Booker’s come-from-behind campaign became a powerful way for millennials and others to channel their outrage about racism into a constructive political response. Alumni of Sen. Bernie Sanders’s campaign engaged in the race, activating their network. Booker — as people in Kentucky who had seen him in the legislature knew — has the warm, pulpit-ready personality to handle a bigger stage.

Booker adopted much of the Sanders agenda — Medicare-for-all, Green New Deal, universal basic income, path to citizenship and more — but on the campaign trail and in his late-arriving ads he sounded more like an old-school, kitchen-table Democrat advocating government action on health care and jobs that would help people “from the hood to the holler.”
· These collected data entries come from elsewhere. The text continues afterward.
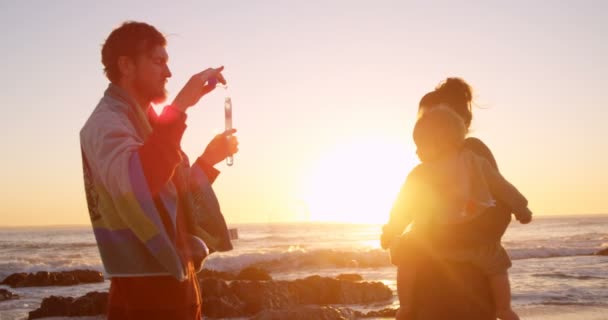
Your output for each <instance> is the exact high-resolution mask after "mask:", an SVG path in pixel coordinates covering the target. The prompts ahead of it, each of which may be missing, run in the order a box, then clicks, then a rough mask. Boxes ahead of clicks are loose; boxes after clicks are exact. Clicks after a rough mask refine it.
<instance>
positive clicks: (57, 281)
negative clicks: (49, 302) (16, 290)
mask: <svg viewBox="0 0 608 320" xmlns="http://www.w3.org/2000/svg"><path fill="white" fill-rule="evenodd" d="M103 281H104V278H103V274H102V273H101V272H99V271H94V270H71V271H60V272H48V271H40V272H36V273H23V272H22V273H13V274H11V275H10V276H8V277H6V279H4V280H3V281H2V283H1V284H4V285H7V286H10V287H11V288H20V287H47V286H72V285H77V284H81V283H95V282H103Z"/></svg>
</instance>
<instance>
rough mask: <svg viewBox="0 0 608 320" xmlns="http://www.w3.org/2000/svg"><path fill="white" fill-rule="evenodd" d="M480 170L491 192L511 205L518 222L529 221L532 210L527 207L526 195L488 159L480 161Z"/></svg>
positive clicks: (531, 219)
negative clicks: (497, 170)
mask: <svg viewBox="0 0 608 320" xmlns="http://www.w3.org/2000/svg"><path fill="white" fill-rule="evenodd" d="M482 170H483V174H484V176H485V178H486V182H487V183H488V187H489V188H490V191H491V192H492V194H493V195H494V196H495V197H497V198H498V199H500V200H501V201H503V202H505V203H506V204H508V205H509V206H510V207H511V209H512V210H513V213H514V214H515V217H516V218H517V220H518V221H519V222H521V223H524V224H525V223H529V222H530V221H531V220H532V212H531V211H530V209H529V208H528V200H527V199H526V197H524V195H523V194H521V192H519V190H517V188H515V186H513V185H512V184H511V183H510V182H509V181H507V179H505V178H504V177H503V176H502V175H501V174H500V173H499V172H498V171H497V170H496V169H494V168H493V167H492V165H491V164H490V163H489V162H488V161H486V160H483V161H482Z"/></svg>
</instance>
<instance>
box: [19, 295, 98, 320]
mask: <svg viewBox="0 0 608 320" xmlns="http://www.w3.org/2000/svg"><path fill="white" fill-rule="evenodd" d="M107 305H108V293H107V292H97V291H94V292H89V293H87V294H86V295H84V296H81V297H78V298H76V299H74V298H72V297H57V296H50V297H48V298H44V299H43V300H42V304H41V305H40V308H38V309H36V310H34V311H30V313H29V317H28V319H37V318H45V317H79V316H94V315H99V314H104V313H105V312H106V309H107Z"/></svg>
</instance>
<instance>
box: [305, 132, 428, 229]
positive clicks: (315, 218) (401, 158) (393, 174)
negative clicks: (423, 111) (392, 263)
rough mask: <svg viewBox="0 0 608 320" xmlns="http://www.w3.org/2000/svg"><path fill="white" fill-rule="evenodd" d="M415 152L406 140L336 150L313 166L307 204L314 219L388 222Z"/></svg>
mask: <svg viewBox="0 0 608 320" xmlns="http://www.w3.org/2000/svg"><path fill="white" fill-rule="evenodd" d="M408 151H410V152H408ZM412 154H413V153H412V152H411V150H407V149H406V146H405V145H404V144H403V143H402V142H400V141H398V140H389V139H384V138H378V137H371V138H363V139H360V140H359V141H348V142H345V143H342V144H340V145H337V146H335V147H334V148H332V150H330V151H328V152H326V153H325V154H323V155H322V156H321V157H320V158H319V159H318V160H317V161H316V162H315V163H314V164H313V166H312V167H311V172H310V174H309V176H308V178H307V185H306V189H305V192H304V201H305V202H306V204H307V206H308V209H309V212H310V219H311V220H312V221H323V222H345V223H384V222H386V219H387V217H388V212H389V210H390V208H391V206H392V203H393V201H394V200H395V197H396V195H397V192H398V190H399V187H400V186H401V184H402V183H403V180H404V179H405V175H406V174H407V172H408V171H409V170H410V169H411V168H412V167H413V166H414V165H415V164H416V161H417V160H416V159H415V157H413V156H412Z"/></svg>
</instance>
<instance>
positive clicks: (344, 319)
mask: <svg viewBox="0 0 608 320" xmlns="http://www.w3.org/2000/svg"><path fill="white" fill-rule="evenodd" d="M356 318H357V316H356V313H355V312H354V311H353V310H351V309H348V308H334V307H330V306H299V307H296V308H289V309H282V310H264V311H262V312H260V313H259V314H257V315H256V316H255V317H253V318H252V319H253V320H283V319H289V320H309V319H318V320H350V319H356Z"/></svg>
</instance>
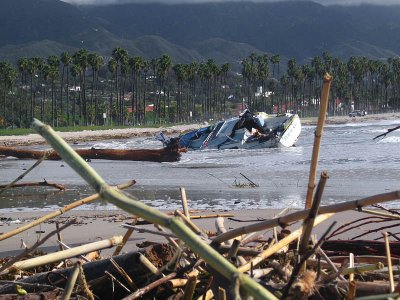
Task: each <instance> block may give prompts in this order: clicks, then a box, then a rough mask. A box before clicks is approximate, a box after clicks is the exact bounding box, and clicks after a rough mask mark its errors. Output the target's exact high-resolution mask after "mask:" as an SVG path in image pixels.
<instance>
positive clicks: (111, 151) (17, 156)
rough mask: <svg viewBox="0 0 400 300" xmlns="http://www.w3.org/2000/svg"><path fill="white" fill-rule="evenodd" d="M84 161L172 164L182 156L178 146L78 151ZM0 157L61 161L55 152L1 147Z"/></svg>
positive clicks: (60, 158) (17, 148) (174, 145)
mask: <svg viewBox="0 0 400 300" xmlns="http://www.w3.org/2000/svg"><path fill="white" fill-rule="evenodd" d="M75 151H76V152H77V153H78V154H79V155H80V156H81V157H82V158H84V159H109V160H131V161H155V162H172V161H179V159H180V157H181V154H180V152H179V151H178V146H177V145H171V146H169V147H166V148H162V149H95V148H90V149H76V150H75ZM0 155H5V156H13V157H16V158H22V159H24V158H25V159H26V158H28V159H40V158H42V157H43V156H46V159H47V160H61V157H60V156H59V155H58V153H57V152H56V151H54V150H30V149H20V148H16V147H2V146H0Z"/></svg>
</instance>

He kept that promise, riding his bus into eastern Kentucky, where residents suffer from opioid addiction, covid-19-induced recession and the steady loss of coal jobs. Stories of his battle with diabetes helped him connect emotionally with folks who needed medication and health care and had neither. “He drew good crowds in the mountains,” said Matt Jones, a popular sports talk show host. “Voters appreciate it when you show up.”

In Louisville, a younger generation of voters, black and white, were eager to hear him. Many had grown up in a school system that for decades had successfully implemented federal court-ordered busing and seemed to respond to his local roots, what he called a program of “structural change” and his Baptist faith. As the first round of votes came in Tuesday night, Booker told Joy Reid of MSNBC, “I’m proud of Kentucky. We’re feeling good about our chances now.”

Even if Booker loses to McGrath when all the votes are counted, his future is bright. And if he wins, a race against McConnell would be a national sensation — and send a cautionary message to Biden. Just arguing that you are not the other guy is not a guarantee of victory. And many Democrats this year want something more than just a restoration.